Blackshear's oil painting Forgiven (1991) is in the collection of the Museum of Biblical Art, Dallas. His oil painting Now What? (2008) is in the collection of the Booth Western Art Museum. Blackshear's paintings are often featured at the National Cowboy & Western Heritage Museum.

== Personal life ==
Blackshear and his wife, Ami Beth Smith, met through the American Academy of Art College, Chicago. The couple have one son and reside in Colorado Springs, Colorado.

Blackshear has been a Christian since he was a young man. He credits his marriage and artistic success to God, "So many things that have come my way during my career are blessings from God."

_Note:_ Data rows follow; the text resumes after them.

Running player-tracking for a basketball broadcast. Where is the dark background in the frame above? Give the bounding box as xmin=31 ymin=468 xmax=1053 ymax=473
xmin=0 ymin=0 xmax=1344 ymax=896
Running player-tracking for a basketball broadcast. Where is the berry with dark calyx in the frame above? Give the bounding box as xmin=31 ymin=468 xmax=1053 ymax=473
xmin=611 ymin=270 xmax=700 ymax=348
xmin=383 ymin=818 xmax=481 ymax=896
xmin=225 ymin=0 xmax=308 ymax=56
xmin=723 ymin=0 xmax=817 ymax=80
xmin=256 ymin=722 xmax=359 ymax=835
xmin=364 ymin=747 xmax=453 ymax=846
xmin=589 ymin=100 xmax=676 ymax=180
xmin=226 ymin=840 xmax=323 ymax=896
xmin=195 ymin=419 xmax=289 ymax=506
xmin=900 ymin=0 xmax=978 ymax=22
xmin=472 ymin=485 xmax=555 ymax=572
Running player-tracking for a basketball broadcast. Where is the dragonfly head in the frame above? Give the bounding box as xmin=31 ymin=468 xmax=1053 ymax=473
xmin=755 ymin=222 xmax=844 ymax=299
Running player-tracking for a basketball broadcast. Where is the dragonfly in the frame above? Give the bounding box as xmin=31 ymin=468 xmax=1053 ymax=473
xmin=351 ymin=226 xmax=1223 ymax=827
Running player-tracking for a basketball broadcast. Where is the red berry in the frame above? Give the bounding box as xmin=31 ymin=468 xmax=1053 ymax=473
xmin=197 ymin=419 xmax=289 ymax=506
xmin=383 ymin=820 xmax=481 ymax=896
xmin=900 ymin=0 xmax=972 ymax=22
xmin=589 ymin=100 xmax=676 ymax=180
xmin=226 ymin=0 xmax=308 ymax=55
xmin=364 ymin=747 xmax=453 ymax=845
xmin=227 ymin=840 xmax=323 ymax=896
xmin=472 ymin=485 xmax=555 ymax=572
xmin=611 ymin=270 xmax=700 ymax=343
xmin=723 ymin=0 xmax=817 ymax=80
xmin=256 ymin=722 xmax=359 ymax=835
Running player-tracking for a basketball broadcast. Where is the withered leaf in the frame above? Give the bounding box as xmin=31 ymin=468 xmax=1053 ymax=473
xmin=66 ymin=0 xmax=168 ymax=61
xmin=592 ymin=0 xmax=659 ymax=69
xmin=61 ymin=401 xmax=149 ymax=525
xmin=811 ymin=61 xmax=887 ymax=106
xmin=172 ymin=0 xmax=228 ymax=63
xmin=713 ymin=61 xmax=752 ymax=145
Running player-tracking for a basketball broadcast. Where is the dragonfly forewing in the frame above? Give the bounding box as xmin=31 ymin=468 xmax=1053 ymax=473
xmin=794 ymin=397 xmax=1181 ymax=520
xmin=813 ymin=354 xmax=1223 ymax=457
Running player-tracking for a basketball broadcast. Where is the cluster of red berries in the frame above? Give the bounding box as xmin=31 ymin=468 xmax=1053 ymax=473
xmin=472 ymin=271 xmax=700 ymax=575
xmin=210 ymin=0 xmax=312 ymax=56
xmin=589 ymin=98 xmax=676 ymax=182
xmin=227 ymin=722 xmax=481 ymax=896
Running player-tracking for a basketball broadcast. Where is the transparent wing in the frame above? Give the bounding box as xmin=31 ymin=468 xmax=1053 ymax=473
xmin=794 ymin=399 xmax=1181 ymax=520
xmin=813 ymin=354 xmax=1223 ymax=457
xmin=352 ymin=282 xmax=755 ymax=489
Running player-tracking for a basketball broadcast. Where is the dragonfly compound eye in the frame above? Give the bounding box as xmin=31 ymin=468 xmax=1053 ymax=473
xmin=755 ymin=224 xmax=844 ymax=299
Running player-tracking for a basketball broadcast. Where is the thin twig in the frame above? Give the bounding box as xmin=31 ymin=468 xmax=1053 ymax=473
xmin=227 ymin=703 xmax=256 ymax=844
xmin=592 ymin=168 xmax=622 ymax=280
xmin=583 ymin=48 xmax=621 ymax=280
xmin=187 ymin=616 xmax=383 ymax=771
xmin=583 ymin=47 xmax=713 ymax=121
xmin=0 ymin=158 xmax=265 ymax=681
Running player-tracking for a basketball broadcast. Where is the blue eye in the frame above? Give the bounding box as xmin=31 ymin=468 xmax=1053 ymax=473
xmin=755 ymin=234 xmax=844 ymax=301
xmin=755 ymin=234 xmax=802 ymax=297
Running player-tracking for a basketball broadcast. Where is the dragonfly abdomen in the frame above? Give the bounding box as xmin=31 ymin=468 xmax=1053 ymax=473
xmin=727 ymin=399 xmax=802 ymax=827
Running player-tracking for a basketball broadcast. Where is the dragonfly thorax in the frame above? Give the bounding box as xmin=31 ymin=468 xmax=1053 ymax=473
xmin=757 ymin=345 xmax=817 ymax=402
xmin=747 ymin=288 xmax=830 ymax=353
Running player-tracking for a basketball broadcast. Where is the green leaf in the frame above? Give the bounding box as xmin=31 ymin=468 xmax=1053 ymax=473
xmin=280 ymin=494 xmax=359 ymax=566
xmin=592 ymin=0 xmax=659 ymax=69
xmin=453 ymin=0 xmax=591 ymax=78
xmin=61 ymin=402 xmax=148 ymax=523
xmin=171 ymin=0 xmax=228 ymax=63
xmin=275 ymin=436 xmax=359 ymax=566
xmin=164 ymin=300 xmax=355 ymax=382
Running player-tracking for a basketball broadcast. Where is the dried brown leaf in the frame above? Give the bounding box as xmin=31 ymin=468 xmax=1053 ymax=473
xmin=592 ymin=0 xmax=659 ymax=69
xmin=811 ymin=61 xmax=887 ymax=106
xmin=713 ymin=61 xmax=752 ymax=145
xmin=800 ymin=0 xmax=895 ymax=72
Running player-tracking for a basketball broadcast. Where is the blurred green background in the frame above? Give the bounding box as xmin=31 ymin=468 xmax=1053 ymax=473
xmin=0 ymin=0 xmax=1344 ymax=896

== Works and publications ==
- Blackshear, Thomas (1993). "The African American Tradition: Heroes of Our Heritages"
- Blackshear, Thomas (painting by) (1996). "Forgiven: A Collection"

== Awards and honors ==
- 2020 Society of Illustrators Hall of Fame
- Distinguished Alumnus Award from the American Academy of Art in Chicago in 2013.
- Artist Choice Award at the Gene Autry Masters of the West Show in 2018.
- James R. Parks Trustees Purchase Award for the painting “Wild West Show!” in 2019.
- Express Ranches Great American Cowboy Award for the painting “Two Americans of the Old West” at the Prix de West in 2022.
- Prix de West Purchase Award for the painting “A Much Needed Break” in 2024.
- Artist Excellence Award sponsored by Art of the West magazine in 2024.